Per l’Europa, l’accordo garantisce un equilibrio fondamentale tra apertura dei mercati e tutela degli interessi strategici: dalla salvaguardia del comparto agricolo al rispetto degli standard sanitari e ambientali europei, fino alla protezione dei produttori e delle indicazioni geografiche, elementi centrali per la competitività e la qualità del nostro sistema produttivo.

Per i Paesi del Mercosur, l’intesa offre un accesso più ampio e strutturato al mercato europeo, in particolare per i settori industriale, agroalimentare e delle materie prime, favorendo un’integrazione economica più profonda e basata su regole condivise.

In una fase storica segnata da forti incertezze geopolitiche, tensioni sulle catene di approvvigionamento e dalla necessità di diversificare mercati e partnership, l’accordo UE-Mercosur assume un valore ancora più rilevante.

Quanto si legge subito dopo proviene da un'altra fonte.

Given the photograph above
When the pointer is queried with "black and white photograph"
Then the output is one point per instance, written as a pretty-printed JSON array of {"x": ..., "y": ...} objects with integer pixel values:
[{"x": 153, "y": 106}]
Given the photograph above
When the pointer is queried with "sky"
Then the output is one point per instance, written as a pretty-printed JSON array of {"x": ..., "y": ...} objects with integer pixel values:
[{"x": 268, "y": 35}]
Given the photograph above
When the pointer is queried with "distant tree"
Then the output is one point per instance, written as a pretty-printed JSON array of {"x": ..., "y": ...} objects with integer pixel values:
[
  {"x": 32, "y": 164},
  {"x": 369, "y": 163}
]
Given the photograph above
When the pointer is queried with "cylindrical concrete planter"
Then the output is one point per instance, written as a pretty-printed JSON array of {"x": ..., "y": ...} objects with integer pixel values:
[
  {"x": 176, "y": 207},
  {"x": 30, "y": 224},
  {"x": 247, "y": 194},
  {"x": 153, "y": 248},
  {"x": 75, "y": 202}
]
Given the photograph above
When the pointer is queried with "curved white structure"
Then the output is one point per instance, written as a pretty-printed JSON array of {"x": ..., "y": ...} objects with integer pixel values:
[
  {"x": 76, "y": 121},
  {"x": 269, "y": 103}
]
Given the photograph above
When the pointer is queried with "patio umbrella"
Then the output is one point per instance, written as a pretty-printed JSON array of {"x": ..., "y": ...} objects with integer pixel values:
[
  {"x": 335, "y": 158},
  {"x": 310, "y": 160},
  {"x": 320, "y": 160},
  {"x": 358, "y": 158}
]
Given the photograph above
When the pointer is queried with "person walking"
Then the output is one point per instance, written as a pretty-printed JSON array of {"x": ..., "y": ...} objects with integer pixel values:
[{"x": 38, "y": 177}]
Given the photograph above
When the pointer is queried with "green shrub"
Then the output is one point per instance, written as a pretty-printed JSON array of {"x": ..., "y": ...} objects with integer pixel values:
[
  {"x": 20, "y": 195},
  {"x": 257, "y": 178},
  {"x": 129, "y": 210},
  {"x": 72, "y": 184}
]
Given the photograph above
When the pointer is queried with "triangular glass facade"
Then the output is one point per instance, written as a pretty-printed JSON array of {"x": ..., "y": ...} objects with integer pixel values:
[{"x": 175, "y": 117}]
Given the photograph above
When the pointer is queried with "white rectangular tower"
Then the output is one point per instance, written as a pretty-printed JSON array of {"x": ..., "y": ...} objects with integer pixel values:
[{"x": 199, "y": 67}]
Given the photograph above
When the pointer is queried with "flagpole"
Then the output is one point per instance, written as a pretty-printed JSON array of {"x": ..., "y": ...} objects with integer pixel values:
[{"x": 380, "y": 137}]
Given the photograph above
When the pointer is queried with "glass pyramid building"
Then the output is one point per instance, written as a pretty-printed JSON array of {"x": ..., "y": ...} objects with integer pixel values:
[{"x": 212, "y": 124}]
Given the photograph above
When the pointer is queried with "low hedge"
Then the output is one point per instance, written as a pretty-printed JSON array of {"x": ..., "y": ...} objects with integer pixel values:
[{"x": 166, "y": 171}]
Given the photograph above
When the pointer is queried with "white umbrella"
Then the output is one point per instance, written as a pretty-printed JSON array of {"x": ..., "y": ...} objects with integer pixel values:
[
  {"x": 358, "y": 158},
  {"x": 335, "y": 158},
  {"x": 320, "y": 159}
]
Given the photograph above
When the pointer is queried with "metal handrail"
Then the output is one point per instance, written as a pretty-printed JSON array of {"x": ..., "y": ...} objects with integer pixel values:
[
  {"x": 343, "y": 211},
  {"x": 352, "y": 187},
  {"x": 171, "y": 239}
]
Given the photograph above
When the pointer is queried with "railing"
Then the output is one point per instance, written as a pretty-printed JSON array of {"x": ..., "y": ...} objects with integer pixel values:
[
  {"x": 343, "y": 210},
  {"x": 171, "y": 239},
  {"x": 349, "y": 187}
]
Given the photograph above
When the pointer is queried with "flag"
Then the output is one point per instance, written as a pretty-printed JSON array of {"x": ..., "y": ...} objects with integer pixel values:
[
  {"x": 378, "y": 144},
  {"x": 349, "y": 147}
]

Per il sistema produttivo italiano, e soprattutto per le PMI, significa nuove prospettive di crescita, maggiore accesso a mercati ad alto potenziale e condizioni più favorevoli per l’export, gli investimenti e la cooperazione industriale."

Promos Italia ha già avviato azioni concrete per aiutare le Pmi a sfruttare le opportunità che si genereranno con questo accordo. Il prossimo 20 gennaio, per le imprese lombarde - nell’ambito del Bando “Export su Misura” di Regione Lombardia e Unioncamere Lombardia - è previsto il corso Doing Business in Brasile. E dal 26 a 29 maggio si svolgerà una missione imprenditoriale in Brasile, sempre dedicate alla imprese lombarde che hanno aderito al Bando regionale. (17/01/2026)

Per Confeuro Andrea Tiso: “Dalla parte agricoltori in protesta".

“Confeuro, la Confederazione Agricoltori Europei, esprime pieno sostegno alla protesta degli agricoltori italiani ed europei che si sono ritrovati oggi a Strasburgo contro la firma dell’accordo UE-Mercosur. Si tratta di una mobilitazione concreta, forte e partecipata, i cui principi sono totalmente condivisi dalla nostra Confederazione - dichiara Andrea Tiso, presidente nazionale Confeuro -. Ancora una volta il mondo agricolo fa sentire la propria voce per difendere lavoro, reddito e dignità di migliaia di aziende, in particolare piccole e medie”.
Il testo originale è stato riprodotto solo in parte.